Our approach to modeling is to aim for the least complicated model possible without sacrificing accuracy of results.  Too many model providers seem to have gotten caught up in creating overly complex models in an attempt to be as close to “perfect” as possible.

Perfection, unfortunately, is never possible with financial modeling. Robust results for any model are constrained by the accuracy of underlying assumptions — and both capital market and liability assumptions are imperfect at best.

No capable investment professional would make the significant-digit mistake of carrying calculations to greater accuracy than that of the original data, but ALM / DFA models  too often try to deliver results with three or more significant figures based on underlying capital market and liability assumptions with only one or two.

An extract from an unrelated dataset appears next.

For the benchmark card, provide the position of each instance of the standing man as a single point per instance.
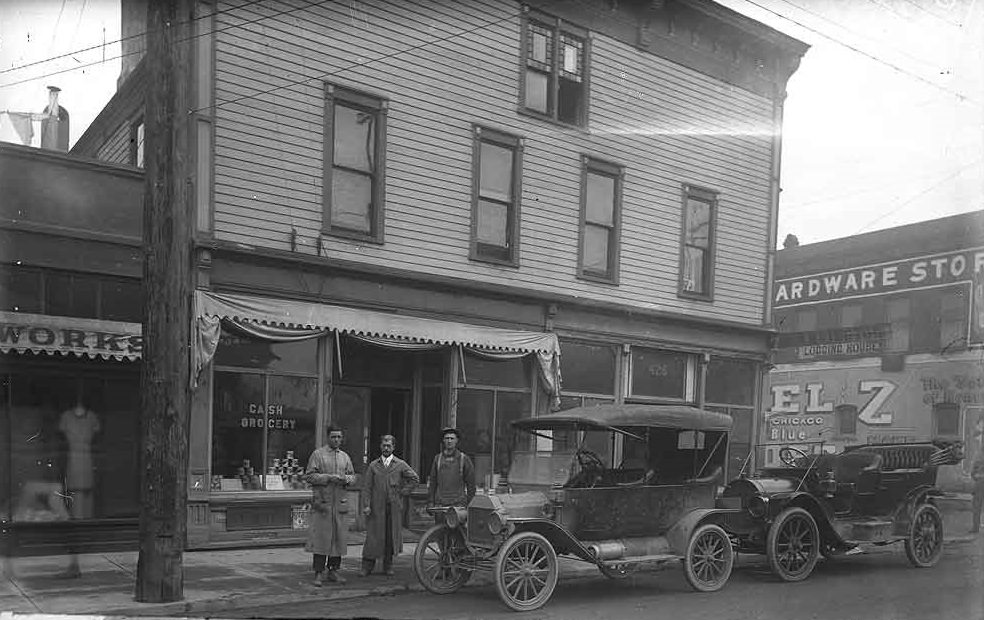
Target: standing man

The more serious concern is that this pursuit of model perfection comes at substantial cost in terms of complexity – which, in turn, significantly increases opportunity for error: both model miss-specification and user error.

There are a number of models currently available to insurers. Most suffer from the same limitations: They are complex for the sake of complexity, opaque, unnecessarily time-consuming to use, and expensive. Perhaps the overly complex models can command higher prices, but they don’t better serve the client.

A better approach offers the advantages of transparency and ease-of-use without any real sacrifice in the robustness of results.